One powerful, easy way to build rapport with your US colleagues

The challenge:

If you’re like a lot of international professionals in the US, you might have a relatively easy time communicating with your co-workers about technical or workplace topics. And it’s not surprising that this is the case. You’ve spent most of your career immersed in these concepts in one way or another. Your academic background, your time in school, whatever English courses you may have taken along the way were all in service you your getting a job in the US and then keeping it. The idea that you would need to express yourself well in your area of expertise is simply so basic that no one questions it. It’s obvious. However, when you finally do get a job here in the US, you quickly discover that this domain of communication (the technical, the strategic, etc), while important, is not the only game in town. And in some ways it’s not even the most important.

You have to do the “casual chat.”

Once you’ve landed the role, you suddenly are immersed in a more complex and possibly overwhelming communication scenario where you have to interact casually with others. You have to engage in the dreaded “small talk,” a bizarre from of conveying meaningless or obvious anecdotes or factoids in a superficial and even repetitive manner.

You have to talk at lunch, chat before meetings, hang out at work events, exchange silly banter in the elevator on the way up. It’s seemingly endless and once you become aware of the fact, you realize that your English lessons and your academic studies never prepared you for any of this. There weren’t any classes along the way to instill any appropriate topics or tips that would help you navigate through this strange and frustrating landscape.

Are you losing out on promotions?

On top of this, you begin to get the sense that without this facility, your work relationships might not be as fruitful or advantageous to your career as you would like. It’s an inescapable reality of work culture in the US and the truth of the matter is that if you don’t know how to build rapport with your colleagues or supervisors, you might be missing out on promotions and opportunities regardless of how hard you work. So in this article, I want to give you a quick and easy solution to this problem.

Express your emotions more directly. That’s it. That’s the secret!

One feature of US culture is the direct expression of certain kinds of emotions – we’re talking here about positive emotions for the most part though there is also room for the negative variety. I’ll get to that in a minute. For a lot of people from other parts of the world, it’s simply not normal to say exactly how you feel when you feel it. It sounds fake or exaggerated (and in the US sometimes it is, sometimes it isn’t.) “Wow that’s amazing!” “That’s SO cool.” “I’m super excited about this new initiative.” And so on.

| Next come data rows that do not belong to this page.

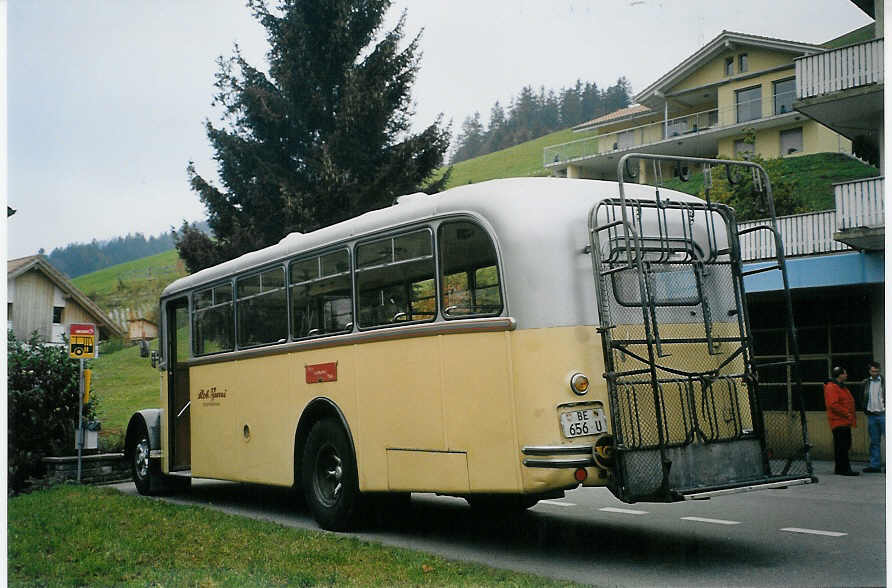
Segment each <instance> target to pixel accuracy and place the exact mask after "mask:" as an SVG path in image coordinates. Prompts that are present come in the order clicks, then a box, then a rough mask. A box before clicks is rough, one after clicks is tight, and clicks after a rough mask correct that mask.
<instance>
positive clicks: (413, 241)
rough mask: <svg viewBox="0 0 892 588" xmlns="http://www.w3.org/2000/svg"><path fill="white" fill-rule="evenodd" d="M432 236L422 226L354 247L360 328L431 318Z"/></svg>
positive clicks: (432, 310)
mask: <svg viewBox="0 0 892 588" xmlns="http://www.w3.org/2000/svg"><path fill="white" fill-rule="evenodd" d="M431 237H432V236H431V232H430V231H429V230H427V229H424V230H421V231H415V232H412V233H408V234H405V235H399V236H396V237H389V238H387V239H381V240H378V241H373V242H371V243H364V244H362V245H358V246H357V247H356V259H357V266H358V267H357V269H356V290H357V292H358V295H359V325H360V326H361V327H375V326H381V325H392V324H400V323H405V322H417V321H432V320H434V318H435V317H436V315H437V312H436V287H435V286H434V279H435V274H436V269H435V267H434V256H433V243H432V238H431Z"/></svg>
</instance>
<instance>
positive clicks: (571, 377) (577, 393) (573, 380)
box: [570, 372, 588, 396]
mask: <svg viewBox="0 0 892 588" xmlns="http://www.w3.org/2000/svg"><path fill="white" fill-rule="evenodd" d="M570 389H571V390H573V392H574V393H575V394H576V395H578V396H582V395H583V394H585V393H586V392H588V378H586V377H585V376H584V375H583V374H580V373H579V372H577V373H575V374H573V375H572V376H570Z"/></svg>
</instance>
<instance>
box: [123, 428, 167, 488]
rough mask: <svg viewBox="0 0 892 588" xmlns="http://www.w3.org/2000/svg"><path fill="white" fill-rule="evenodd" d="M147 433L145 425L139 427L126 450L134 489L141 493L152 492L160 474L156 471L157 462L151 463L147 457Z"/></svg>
mask: <svg viewBox="0 0 892 588" xmlns="http://www.w3.org/2000/svg"><path fill="white" fill-rule="evenodd" d="M149 451H150V447H149V433H148V431H146V429H145V427H143V428H142V429H140V430H139V431H138V432H137V434H136V435H134V437H133V441H131V446H130V448H129V451H128V452H127V453H128V455H130V472H131V474H132V477H133V483H134V484H135V485H136V490H137V492H139V493H140V494H142V495H145V496H148V495H150V494H152V493H153V491H154V489H156V488H157V487H158V486H159V485H160V484H159V482H160V480H159V478H160V476H159V474H158V472H157V469H158V464H157V463H156V464H153V463H152V460H151V459H149Z"/></svg>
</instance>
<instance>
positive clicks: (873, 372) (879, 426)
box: [861, 361, 886, 474]
mask: <svg viewBox="0 0 892 588" xmlns="http://www.w3.org/2000/svg"><path fill="white" fill-rule="evenodd" d="M867 371H868V376H867V379H866V380H864V387H863V388H862V392H861V394H862V402H863V403H864V404H863V406H864V412H865V413H866V414H867V432H868V433H869V434H870V465H869V466H868V467H866V468H864V472H865V473H868V474H878V473H880V472H882V471H883V447H882V445H883V435H885V434H886V380H885V378H883V374H881V373H880V364H879V363H878V362H876V361H872V362H870V363H869V364H867Z"/></svg>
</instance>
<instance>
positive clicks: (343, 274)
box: [290, 250, 353, 339]
mask: <svg viewBox="0 0 892 588" xmlns="http://www.w3.org/2000/svg"><path fill="white" fill-rule="evenodd" d="M290 267H291V269H290V288H291V335H292V337H294V338H295V339H302V338H304V337H315V336H317V335H325V334H328V333H340V332H345V331H349V330H350V329H352V328H353V283H352V281H351V279H350V261H349V257H348V254H347V251H346V250H342V251H335V252H334V253H328V254H326V255H322V256H314V257H312V258H310V259H302V260H299V261H294V262H292V263H291V266H290ZM320 274H321V275H320Z"/></svg>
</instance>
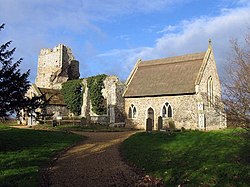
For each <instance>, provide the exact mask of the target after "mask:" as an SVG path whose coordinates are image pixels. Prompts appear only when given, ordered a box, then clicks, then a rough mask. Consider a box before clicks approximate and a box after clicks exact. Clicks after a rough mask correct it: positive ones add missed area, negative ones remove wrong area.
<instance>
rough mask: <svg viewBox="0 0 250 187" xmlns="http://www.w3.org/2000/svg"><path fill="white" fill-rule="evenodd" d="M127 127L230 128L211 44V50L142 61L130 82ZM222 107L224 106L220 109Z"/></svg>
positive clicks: (126, 121) (126, 114)
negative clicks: (160, 117)
mask: <svg viewBox="0 0 250 187" xmlns="http://www.w3.org/2000/svg"><path fill="white" fill-rule="evenodd" d="M123 96H124V98H125V112H126V114H125V115H126V126H129V127H134V128H139V129H146V120H147V119H148V118H150V119H152V121H153V129H157V128H158V118H159V116H161V117H162V119H163V127H169V126H170V125H172V126H173V125H174V126H175V128H182V127H183V128H185V129H200V130H213V129H220V128H225V127H226V120H225V115H224V111H223V110H222V109H221V108H223V104H222V103H221V85H220V81H219V76H218V73H217V69H216V63H215V59H214V54H213V50H212V46H211V41H209V46H208V49H207V51H205V52H201V53H194V54H187V55H183V56H177V57H170V58H162V59H157V60H148V61H142V60H139V61H138V62H137V63H136V65H135V67H134V69H133V70H132V72H131V73H130V75H129V77H128V79H127V81H126V90H125V92H124V94H123ZM216 106H222V107H216Z"/></svg>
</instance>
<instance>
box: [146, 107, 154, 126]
mask: <svg viewBox="0 0 250 187" xmlns="http://www.w3.org/2000/svg"><path fill="white" fill-rule="evenodd" d="M148 118H150V119H151V120H152V129H151V130H153V129H154V109H153V108H151V107H150V108H149V109H148V111H147V119H148Z"/></svg>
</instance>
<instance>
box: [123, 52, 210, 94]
mask: <svg viewBox="0 0 250 187" xmlns="http://www.w3.org/2000/svg"><path fill="white" fill-rule="evenodd" d="M205 56H206V52H202V53H194V54H188V55H183V56H177V57H170V58H162V59H157V60H149V61H142V62H140V63H137V64H136V67H135V68H134V70H133V73H131V76H130V77H129V78H128V81H127V90H126V91H125V93H124V97H141V96H161V95H178V94H191V93H195V82H196V79H197V78H198V76H199V74H200V73H199V72H200V70H201V69H202V64H203V61H204V58H205Z"/></svg>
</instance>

I can’t tell you how many clients have implied to me that this overt demonstration of feeling seems, well, unprofessional. You’d never do this back in their home country, and if you did, people might wonder what was wrong with you. And I can totally understand this. I’m an introvert myself and have had to adjust to this weird form of communication even though I’m an American.

How to do it:

But here’s what you can do. Simply state what you’re feeling or what you think in a direct, declarative sentence. You don’t have to yell or jump up and down, or raise your voice. Simply say, “that is great.” “That sounds exciting.” Or “I’m looking forward to the meeting for sure.” Do this with colleagues. Definitely do it in job interviews – it’s a little known fact that highly qualified candidates often do not get called back merely because they forgot to show adequate enthusiasm for the role. If you’re with the interviewer and you haven’t said something like “and this is why I’m very excited about this opportunity.” Or “…and that’s why I can’t wait to replicate this success with your team,” you might have given the impression that you don’t care.

Because here’s the kicker. In other cultures, emotion is implied. It’s conveyed indirectly. It’s intuited or delivered with nuance and not necessarily with language. But the US is a low context society, and that means we need and like to have things spelled out for us in the most obvious way possible. So next time you’re hanging out with your co-workers, and one of them mentions a walk in the park they took over the weekend, say “wow that sounds nice!” Even if you don’t see why it was so special. You’ve taken your first step towards building rapport and then the sky’s the limit as we like to say here.